Prato, lo “Strike Day” apre una breccia nel sistema dello sfruttamento
Il sindacato Sudd Cobas ha già chiuso tre accordi su 5 ditte “picchettate”: «Sembrava impossibile, in realtà è perché nessuno ci aveva provato»
PRATO. Non ci speravano nemmeno loro, i sindacalisti del Sudd Cobas e gli operai pachistani che lavorano per i cinesi. E invece lo “Strike Day” sembra aver fatto breccia in tempi rapidissimi nel sistema di sfruttamento che connota molte piccole aziende del cosiddetto “distretto parallelo” di Prato.
Erano cinque le ditte prese di mira dal Sudd Cobas quando ha annunciato la giornata dello sciopero e in 48 ore sono già stati chiusi tre accordi per la regolarizzazione dei lavoratori, mentre per oggi è fissato un incontro coi titolari della quarta azienda e prosegue il picchetto davanti alla confezione Lin di Seano, in via Galilei, l’unica che finora non ha mostrato segni di cedimento.
Gli accordi per la giornata di 8 ore, cinque giorni la settimana, sono stati chiusi con l’azienda Zipper di Seano, la tessitura Sofia di Montemurlo e la stireria Tang di Prato.

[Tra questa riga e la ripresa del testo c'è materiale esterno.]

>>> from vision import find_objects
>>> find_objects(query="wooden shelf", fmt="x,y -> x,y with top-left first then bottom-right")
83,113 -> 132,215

Oggi se ne ragiona con la 3 Desy di via dei Palli a Prato, dove il picchetto è stato sospeso. Un risultato inimmaginabile alla vigilia.
«L’obiettivo era sindacalizzare l’insindacalizzabile e portare la lotta 8x5 nella giungla dei laboratori del supersfruttamento del “made in Italy” – commenta ora il Sudd Cobas – Da questo punto di vista lo Strike Day è già stato un successo. Per anni si è pensato che qui il sindacato non potesse entrare. La realtà è che nessuno ci aveva provato. Non sono gli operai ad essere distanti dal sindacato. È il sindacato che da almeno due decenni è lontano dagli operai e dalle fabbriche, rinunciando ad essere lì dove ce ne è più bisogno. Dove prima di sedersi ai tavoli c’è bisogno di passare le notti davanti ai cancelli».
Ma all’orizzonte si profila un problema, legato proprio al metodo che si è rivelato efficace. «Lo Strike Day è riuscito a raggiungere l'obiettivo di riportare i diritti dove c'era supersfruttamento percéè ha messo in campo uno sciopero efficace, articolato con picchetti e blocchi delle merci in entrata ed in uscita degli stabilimenti – avverte il Sudd Cobas – Queste forme di lotta sono quelle finite nel mirino del nuovo Decreto Sicurezza (DL 1660), che rende reato il blocco stradale ed ogni forma di dissenso pacifica. Nel recente discorso del ministro Piantedosi si vantava di aver messo in piedi uno strumento diretto contro questa possibilità per i lavoratori di affermare i propri diritti. Il DL 1660 è un abominio antidemocratico e va bloccato. Il nostro paese ha bisogno di misure di contrasto al lavoro nero ed allo sfruttamento, non di criminalizzare il diritto di sciopero ed al dissenso».
Per ora si ribellano solo gli operai pachistani, ma secondo il Sudd Cobas non sarà sempre così. «Qualche anno fa nessuno avrebbe previsto che i lavoratori pachistani di questo distretto sarebbero diventati i protagonisti di scioperi ad oltranza e picchetti duri ai cancelli – sostiene il sindacato – E non è vero oggi che agli operai cinesi “va bene così”. Ribellarsi allo sfruttamento, in questo contesto vuol dire ribellarsi a caporali che controllano tutta la tua vita mentre le leggi sui permessi di soggiorno spesso ti rendono invisibile e senza diritti. Un giorno la sindacalizzazione coinvolgerà anche i lavoratori cinesi, ne siamo sicuri. Perché abbiamo già visto tante volte l'impossibile trasformarsi in realtà. E a quel punto montagne di analisi sociologiche sull'“autosfruttamento” degli operai cinesi verranno finalmente bollate per quello che sono sempre state: baggianate».